In the European case, the initial growth of population was caused by a decline in the overall death rate of the population. The death rate fell largely in response to better medicine and health care, which led to fewer deaths, especially of infants, women in childbirth, and other historically vulnerable populations. Going from a high of around 40 or 50 deaths per thousand to fewer than 15 deaths per thousand, more people lived, and lived longer, during the nineteenth and twentieth centuries in Europe than ever before. If the death rate falls and the birth rate remains unchanged, population growth occurs, and often at an exponential rate. As long as birth rates are higher than death rates, more people enter a population than leave it. Europe grew as a result.
Birth Rate A measure of natural growth in a population, typically expressed as the number of births per thousand population per year
Death Rate A measure of mortality in a population, typically expressed as the number of deaths per thousand population per year
Demographic Transition Model A model of population change that predicts a decline in population death rates associated with modernization, followed by a decline in birth rates resulting from industrialization and urbanization; this creates a sigmoidal curve where population growth increases rapidly for a period, then levels off
In the years of the late nineteenth and early twentieth centuries, birth rates also began to fall. There are many reasons for this decline, and some remain a matter of debate. Nonetheless, as people moved into cities, the demand for family farm labor fell while the costs of raising and educating children increased. This led families to have fewer children and the birth rate fell, from a high between 40 or 50 births per thousand to a low closer to 10 or 15. Once the birth and death rates came to match, population growth halted. In many countries, like Russia, the death rate is currently higher than the birth rate, leading to a decrease in population. Current growth rates are mapped in Figure 2.4 and show great international variation in population growth.
Figure 2.4 Population growth rates worldwide by country. Source: Data from Population Reference Bureau, http://www.prb.org/DataFinder/Topic/Rankings.aspx?ind=250
The demographic transition model or DTM (sketched in Figure 2.5) is an abstract representation of this process that is often used to describe what happened in Europe during this period. Generally it assumes that some form of economic development and change from agricultural to industrial society drives the population toward a period of high population growth, followed by a cessation of growth.

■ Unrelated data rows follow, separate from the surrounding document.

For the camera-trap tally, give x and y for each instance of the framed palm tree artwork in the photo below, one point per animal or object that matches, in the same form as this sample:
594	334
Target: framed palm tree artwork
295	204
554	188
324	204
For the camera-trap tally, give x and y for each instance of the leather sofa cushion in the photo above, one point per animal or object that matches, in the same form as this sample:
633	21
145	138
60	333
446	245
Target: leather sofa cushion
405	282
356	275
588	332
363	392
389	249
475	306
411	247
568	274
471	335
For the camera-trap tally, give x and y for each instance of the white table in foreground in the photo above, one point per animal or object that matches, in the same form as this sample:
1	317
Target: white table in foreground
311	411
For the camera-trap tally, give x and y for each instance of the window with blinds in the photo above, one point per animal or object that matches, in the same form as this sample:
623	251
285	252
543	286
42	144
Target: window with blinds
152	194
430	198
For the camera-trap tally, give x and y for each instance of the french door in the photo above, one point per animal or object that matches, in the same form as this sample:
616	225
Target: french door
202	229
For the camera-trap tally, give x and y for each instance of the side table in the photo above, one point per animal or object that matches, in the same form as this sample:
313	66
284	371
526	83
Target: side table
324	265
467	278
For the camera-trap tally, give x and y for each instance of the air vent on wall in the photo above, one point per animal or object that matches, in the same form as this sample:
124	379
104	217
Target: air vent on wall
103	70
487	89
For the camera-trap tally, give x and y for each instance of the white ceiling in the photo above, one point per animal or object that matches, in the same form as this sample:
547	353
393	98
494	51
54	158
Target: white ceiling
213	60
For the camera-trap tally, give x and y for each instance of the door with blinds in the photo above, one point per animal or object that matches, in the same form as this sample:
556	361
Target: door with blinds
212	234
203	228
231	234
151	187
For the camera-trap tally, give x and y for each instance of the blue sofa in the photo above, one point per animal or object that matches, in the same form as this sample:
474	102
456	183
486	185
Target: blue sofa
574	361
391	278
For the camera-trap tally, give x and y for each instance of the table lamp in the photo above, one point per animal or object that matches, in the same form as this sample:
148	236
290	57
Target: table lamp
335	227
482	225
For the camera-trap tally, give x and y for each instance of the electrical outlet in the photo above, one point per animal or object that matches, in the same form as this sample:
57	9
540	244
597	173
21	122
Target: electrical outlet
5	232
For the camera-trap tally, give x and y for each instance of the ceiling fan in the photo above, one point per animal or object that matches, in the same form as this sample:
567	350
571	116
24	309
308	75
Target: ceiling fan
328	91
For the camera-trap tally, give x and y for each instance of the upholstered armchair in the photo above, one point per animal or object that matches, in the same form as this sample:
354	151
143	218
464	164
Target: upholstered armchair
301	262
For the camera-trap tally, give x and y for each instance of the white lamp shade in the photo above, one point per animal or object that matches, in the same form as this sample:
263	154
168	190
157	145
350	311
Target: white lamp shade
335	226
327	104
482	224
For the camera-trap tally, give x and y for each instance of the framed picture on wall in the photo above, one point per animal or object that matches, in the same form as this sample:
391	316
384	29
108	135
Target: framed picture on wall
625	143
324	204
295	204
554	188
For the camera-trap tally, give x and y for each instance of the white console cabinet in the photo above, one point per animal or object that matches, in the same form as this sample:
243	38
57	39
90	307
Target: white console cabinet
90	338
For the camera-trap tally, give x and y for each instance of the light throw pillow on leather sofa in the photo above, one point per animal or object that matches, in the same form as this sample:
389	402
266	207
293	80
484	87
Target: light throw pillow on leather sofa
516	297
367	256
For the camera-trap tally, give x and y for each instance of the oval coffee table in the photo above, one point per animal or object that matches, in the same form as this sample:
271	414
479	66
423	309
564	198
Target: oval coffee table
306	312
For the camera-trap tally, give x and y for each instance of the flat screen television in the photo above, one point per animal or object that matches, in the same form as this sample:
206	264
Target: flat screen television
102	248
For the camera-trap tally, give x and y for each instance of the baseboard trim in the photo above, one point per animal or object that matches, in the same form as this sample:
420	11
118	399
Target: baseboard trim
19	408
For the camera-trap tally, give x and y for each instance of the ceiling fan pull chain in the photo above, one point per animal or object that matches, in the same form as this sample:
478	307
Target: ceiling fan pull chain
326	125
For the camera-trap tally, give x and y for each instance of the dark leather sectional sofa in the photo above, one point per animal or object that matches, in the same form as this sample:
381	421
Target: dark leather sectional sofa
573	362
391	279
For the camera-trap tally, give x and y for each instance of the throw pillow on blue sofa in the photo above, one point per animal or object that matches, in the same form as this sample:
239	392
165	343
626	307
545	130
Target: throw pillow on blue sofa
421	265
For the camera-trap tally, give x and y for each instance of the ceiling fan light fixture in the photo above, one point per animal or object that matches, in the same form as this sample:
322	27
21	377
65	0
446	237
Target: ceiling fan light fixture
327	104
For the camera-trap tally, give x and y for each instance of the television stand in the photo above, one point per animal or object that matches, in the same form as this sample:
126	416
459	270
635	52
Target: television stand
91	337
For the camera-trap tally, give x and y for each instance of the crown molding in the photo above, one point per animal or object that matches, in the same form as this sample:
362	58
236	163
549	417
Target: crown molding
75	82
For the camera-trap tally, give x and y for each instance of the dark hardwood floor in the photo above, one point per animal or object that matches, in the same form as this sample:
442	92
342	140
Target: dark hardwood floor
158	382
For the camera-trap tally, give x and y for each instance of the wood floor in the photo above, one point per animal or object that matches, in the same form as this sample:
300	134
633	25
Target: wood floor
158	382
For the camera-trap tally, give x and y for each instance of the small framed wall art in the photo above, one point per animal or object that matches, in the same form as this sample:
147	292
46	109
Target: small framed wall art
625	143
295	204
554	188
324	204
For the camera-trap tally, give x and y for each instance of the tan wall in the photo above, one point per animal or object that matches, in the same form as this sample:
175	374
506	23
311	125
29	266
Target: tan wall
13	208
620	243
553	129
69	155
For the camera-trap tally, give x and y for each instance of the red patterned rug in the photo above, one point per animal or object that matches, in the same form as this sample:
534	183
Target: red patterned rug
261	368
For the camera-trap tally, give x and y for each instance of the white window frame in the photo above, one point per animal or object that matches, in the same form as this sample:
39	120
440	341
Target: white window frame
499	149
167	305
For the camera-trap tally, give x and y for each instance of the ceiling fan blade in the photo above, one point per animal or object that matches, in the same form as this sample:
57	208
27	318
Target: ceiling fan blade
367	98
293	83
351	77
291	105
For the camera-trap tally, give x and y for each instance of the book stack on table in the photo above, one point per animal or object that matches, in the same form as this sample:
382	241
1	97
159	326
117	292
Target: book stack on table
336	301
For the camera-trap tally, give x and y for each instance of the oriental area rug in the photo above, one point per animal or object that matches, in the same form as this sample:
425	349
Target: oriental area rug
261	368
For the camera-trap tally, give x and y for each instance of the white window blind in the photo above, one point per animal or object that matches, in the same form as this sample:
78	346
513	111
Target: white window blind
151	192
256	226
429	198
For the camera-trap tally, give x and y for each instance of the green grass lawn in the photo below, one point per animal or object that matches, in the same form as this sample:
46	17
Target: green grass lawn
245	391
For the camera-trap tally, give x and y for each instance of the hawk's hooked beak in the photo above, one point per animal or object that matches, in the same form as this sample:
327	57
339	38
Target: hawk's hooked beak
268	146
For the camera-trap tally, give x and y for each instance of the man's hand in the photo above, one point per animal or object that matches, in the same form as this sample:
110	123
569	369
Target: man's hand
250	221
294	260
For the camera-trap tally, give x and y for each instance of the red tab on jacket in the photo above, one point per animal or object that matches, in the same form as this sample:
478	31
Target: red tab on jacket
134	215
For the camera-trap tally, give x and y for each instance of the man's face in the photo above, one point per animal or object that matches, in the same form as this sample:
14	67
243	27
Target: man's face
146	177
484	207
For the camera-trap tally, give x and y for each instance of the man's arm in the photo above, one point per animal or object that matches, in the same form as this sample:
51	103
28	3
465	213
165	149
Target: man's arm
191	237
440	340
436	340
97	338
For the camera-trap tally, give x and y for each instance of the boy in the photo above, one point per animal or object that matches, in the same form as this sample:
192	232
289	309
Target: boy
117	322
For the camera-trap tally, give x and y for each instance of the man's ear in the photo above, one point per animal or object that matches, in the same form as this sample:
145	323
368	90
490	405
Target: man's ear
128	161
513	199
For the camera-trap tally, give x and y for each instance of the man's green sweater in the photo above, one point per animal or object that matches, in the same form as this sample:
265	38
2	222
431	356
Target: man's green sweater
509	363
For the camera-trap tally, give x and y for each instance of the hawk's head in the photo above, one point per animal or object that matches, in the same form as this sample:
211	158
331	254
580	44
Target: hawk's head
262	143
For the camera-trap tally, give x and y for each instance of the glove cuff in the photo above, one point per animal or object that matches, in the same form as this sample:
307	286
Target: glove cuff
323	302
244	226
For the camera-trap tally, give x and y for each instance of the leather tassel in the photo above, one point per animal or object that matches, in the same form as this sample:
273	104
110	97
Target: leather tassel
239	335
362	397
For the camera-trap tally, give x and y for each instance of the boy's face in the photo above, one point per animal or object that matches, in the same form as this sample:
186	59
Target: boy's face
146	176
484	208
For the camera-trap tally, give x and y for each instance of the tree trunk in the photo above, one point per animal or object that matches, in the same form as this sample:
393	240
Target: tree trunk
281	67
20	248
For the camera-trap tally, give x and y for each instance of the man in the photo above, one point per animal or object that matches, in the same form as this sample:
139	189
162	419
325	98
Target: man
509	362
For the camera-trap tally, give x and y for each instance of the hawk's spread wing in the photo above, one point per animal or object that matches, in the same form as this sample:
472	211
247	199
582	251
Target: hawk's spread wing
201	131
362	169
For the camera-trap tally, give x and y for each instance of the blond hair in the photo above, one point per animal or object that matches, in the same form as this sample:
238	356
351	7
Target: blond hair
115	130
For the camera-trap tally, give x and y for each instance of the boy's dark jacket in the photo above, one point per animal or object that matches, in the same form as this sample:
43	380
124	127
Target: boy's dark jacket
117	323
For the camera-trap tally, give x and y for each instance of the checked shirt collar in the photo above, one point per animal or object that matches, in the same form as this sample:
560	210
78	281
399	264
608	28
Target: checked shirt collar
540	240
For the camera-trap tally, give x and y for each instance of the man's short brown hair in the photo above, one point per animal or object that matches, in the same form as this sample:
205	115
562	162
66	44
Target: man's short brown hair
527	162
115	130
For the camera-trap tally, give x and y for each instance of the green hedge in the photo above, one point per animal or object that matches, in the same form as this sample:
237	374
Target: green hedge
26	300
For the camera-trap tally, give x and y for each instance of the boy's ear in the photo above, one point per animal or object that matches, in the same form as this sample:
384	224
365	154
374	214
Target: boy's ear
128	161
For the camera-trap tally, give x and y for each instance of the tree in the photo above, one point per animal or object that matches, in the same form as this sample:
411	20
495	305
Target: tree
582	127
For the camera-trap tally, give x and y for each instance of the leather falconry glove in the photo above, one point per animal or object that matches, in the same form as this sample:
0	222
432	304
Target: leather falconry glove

Figure 2.5 The demographic transition model. In theory, falling death rates lead to population growth, but as birth rates fall thereafter, the rate of growth slows, eventually ceasing when the two reach equilibrium.
It is tempting to use the DTM to predict what might happen in other parts of the world and in other periods of history. After all, the processes that accompanied demographic transition in Europe are also ongoing in other parts of the globe. Urbanization, decreased proportion of the population in farming, changes in jobs, and the expenses and benefits related to having children are all facts of life in China, India, and much of Africa and Central and South America, although they happen at different times and under different conditions.
For demographers, there is a parallel expectation of demographic transition (Newbold 2010). Human pressure on the environment, it might similarly be predicted, will also cease growing (assuming that affluence and consumption do not change for each person!).